Why is Hong Kong’s ‘bucolic’ New Territories blighted by rusty shipping containers?

  • Poetically pitched to tourists as ‘the land between’, in reality the region resembles a scrapyard
  • Its countryside and attractive traditional villages are strewn with containers used as storage, workshops and housing

It would be unjust to compare the late Malcolm Purcell McLean with the mythical Pandora, who opened that box of hers and released all the evils of the world.

Other entrepreneurs had realised it saved a lot of hassle if you put cargo into a container for loading onto a truck or a ship rather than lugging it aboard bit by bit, but it was the tough-talking, no-nonsense North Carolinian who, to go for the obvious metaphor, thought out of the box, back in the 1950s.

McLean built what would later become the standard shipping container, dubbed the 20-foot-equivalent unit or TEU, and the vessels, known as box ships, to carry them. Cue redundancy for myriad stevedores.

Hong Kong was a tad slow catching onto the containeri­sation boom that transformed global shipping, but by 1972 the first purpose-built terminal had opened in Kwai Chung. It didn’t take long for wide boys to realise TEUs had other uses.

Cue rant. Wherever you go in the New Territories – not so long ago pitched to tourists rather poetically as The Land Between – a TEU soon pops into view. Function naturally preceded form in the design of the rust-smeared, aestheti­cally impoverished containers strewn about and used as storage sheds, workshops and not-so-temporary housing.

It’s understandable in a way. They’re robust, waterproof, easily secured, larger than some Hong Kong apartments and, at HK$15,500 or so second-hand, very much cheaper. But the sad truth is that whether you blame lackadaisical officialdom for messing up on zoning or land owners with scant regard for the natural environment that sustained their forefathers, parts of what used to be the most bucolic corners of Hong Kong now resemble a scrapyard.

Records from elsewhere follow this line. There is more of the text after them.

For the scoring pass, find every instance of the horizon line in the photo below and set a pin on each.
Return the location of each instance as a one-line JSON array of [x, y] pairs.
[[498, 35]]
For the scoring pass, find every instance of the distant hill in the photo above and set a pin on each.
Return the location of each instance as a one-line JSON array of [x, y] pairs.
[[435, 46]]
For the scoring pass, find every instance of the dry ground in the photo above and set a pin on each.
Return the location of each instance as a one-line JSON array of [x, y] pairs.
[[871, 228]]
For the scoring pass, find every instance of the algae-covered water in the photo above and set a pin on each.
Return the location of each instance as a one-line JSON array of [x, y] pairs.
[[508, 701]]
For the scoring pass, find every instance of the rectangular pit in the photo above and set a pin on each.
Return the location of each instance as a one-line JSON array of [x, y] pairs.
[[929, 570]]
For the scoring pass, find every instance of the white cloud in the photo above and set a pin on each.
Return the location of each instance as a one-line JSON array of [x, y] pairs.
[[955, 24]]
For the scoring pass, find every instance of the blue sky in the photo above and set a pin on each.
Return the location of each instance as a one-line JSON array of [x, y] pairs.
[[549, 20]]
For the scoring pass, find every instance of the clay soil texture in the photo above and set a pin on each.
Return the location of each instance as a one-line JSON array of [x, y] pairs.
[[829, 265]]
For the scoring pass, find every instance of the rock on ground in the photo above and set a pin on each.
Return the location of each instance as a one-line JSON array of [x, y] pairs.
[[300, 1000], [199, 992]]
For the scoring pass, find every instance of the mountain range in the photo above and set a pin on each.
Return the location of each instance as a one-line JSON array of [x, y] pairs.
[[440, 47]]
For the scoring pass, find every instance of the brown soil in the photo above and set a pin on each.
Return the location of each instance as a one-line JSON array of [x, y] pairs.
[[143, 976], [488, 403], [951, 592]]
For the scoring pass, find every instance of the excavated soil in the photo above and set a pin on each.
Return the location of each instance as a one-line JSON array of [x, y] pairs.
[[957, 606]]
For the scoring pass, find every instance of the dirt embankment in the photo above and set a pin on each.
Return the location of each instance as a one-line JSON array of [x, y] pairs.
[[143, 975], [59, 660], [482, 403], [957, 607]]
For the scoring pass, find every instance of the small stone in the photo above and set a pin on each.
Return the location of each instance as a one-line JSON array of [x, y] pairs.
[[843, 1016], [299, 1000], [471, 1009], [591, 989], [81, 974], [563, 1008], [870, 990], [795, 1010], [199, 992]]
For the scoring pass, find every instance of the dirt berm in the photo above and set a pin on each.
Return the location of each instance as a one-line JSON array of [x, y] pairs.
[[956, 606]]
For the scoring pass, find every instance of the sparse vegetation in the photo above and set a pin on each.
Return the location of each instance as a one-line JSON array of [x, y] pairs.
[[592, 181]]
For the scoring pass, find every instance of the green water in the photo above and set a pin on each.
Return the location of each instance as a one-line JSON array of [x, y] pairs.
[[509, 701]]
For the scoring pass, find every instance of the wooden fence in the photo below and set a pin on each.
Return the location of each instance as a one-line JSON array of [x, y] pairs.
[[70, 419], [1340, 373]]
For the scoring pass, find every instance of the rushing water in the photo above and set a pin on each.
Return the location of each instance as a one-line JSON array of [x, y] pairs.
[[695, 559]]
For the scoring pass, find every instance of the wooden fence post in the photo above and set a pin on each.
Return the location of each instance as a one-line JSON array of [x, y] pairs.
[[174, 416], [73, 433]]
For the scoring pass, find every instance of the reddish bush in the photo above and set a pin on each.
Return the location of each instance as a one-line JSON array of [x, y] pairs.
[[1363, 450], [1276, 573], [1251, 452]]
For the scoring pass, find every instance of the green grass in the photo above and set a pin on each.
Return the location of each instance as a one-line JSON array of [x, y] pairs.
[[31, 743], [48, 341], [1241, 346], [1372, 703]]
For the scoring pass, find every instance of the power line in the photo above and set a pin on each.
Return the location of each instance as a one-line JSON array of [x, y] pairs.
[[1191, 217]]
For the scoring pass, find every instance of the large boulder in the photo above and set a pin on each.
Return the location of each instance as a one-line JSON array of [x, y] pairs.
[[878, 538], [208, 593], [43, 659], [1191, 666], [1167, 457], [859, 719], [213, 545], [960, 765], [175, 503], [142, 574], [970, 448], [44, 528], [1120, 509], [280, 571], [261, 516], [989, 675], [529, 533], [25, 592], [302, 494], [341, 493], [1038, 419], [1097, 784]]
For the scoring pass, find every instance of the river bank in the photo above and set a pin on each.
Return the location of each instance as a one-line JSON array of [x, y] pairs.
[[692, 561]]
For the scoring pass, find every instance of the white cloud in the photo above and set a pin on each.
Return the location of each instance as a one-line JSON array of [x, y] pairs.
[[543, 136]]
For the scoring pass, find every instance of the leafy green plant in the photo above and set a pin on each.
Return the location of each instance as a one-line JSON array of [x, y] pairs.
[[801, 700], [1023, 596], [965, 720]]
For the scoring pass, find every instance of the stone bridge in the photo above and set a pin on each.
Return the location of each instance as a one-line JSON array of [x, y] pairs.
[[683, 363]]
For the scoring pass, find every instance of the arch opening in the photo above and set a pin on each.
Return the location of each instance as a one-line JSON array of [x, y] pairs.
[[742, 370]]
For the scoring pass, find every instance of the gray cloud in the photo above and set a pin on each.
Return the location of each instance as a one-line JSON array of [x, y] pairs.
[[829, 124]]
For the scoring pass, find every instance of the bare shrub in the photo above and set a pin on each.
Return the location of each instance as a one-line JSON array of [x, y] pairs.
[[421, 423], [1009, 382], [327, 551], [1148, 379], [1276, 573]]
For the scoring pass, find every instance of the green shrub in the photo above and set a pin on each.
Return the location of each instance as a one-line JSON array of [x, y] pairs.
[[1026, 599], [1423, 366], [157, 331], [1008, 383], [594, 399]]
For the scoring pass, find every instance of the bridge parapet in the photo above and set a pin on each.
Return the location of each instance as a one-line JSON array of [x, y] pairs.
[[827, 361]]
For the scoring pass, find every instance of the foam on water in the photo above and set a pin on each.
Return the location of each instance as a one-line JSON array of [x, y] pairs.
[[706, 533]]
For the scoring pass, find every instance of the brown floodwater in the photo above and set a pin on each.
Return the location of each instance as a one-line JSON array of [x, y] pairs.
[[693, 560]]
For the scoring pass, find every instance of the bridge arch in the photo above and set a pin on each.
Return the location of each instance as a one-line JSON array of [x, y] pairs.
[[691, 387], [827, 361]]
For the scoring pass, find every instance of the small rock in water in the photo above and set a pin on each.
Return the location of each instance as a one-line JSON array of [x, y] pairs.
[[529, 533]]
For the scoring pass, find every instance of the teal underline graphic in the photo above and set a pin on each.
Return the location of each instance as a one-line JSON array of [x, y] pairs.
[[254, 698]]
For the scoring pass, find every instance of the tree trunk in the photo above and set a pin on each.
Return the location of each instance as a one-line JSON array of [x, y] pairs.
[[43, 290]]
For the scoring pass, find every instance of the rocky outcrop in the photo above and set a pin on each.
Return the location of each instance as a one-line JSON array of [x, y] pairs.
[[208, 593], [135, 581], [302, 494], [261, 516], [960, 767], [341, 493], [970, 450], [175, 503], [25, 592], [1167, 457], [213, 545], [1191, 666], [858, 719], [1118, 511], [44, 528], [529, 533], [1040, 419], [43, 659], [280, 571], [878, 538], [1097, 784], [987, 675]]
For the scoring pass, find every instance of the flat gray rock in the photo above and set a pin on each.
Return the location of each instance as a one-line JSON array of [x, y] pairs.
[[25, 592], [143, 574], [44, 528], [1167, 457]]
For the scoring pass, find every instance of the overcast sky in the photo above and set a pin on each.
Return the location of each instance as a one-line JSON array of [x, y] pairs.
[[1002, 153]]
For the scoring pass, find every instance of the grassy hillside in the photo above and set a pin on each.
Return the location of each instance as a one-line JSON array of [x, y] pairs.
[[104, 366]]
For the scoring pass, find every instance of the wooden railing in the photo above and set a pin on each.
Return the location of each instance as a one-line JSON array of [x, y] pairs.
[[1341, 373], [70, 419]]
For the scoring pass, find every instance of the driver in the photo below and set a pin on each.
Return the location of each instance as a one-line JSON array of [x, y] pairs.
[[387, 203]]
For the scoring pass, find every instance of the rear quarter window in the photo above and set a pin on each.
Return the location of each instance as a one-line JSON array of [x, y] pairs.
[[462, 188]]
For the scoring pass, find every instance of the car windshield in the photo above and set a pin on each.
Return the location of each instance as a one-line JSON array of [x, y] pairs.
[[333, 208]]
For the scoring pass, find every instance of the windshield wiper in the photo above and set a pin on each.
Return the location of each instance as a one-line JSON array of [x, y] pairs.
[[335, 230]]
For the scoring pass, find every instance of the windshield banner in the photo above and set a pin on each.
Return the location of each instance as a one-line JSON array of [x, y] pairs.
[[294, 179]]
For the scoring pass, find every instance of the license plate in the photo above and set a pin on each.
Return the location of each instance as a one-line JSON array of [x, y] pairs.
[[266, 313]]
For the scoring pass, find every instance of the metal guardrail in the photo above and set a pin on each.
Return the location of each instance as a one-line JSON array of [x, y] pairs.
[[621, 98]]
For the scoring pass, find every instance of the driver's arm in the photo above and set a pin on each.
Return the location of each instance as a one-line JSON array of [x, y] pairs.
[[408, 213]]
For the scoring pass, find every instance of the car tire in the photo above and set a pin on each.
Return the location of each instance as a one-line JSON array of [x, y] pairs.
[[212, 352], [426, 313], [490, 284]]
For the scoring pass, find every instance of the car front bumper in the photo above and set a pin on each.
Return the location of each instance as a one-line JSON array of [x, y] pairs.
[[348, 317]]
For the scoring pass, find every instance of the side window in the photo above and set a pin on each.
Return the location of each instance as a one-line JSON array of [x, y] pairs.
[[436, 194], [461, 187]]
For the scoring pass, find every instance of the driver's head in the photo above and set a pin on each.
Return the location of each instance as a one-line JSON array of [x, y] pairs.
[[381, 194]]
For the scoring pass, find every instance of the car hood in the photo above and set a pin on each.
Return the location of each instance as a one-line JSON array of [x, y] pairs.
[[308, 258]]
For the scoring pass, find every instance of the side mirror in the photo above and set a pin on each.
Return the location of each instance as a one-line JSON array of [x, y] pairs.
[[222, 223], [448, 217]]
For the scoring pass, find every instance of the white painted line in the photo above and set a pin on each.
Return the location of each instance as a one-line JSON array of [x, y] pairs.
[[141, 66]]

This stands in lamentable contrast to the traditional vernacular architecture. Villages were habitually designed to face south, following the dictates of feng shui, with a gate tower, watchtower, moat pond, shrine, ancestor hall and rows of houses – built in local stone, bricks and tiles – laid out in a grid. They weren’t just practical habitation, they were pleasing to behold and slotted neatly into the landscape. Country parks apart, this aspect of Hong Kong has been replaced by legion TEUs. RIP The Land Between.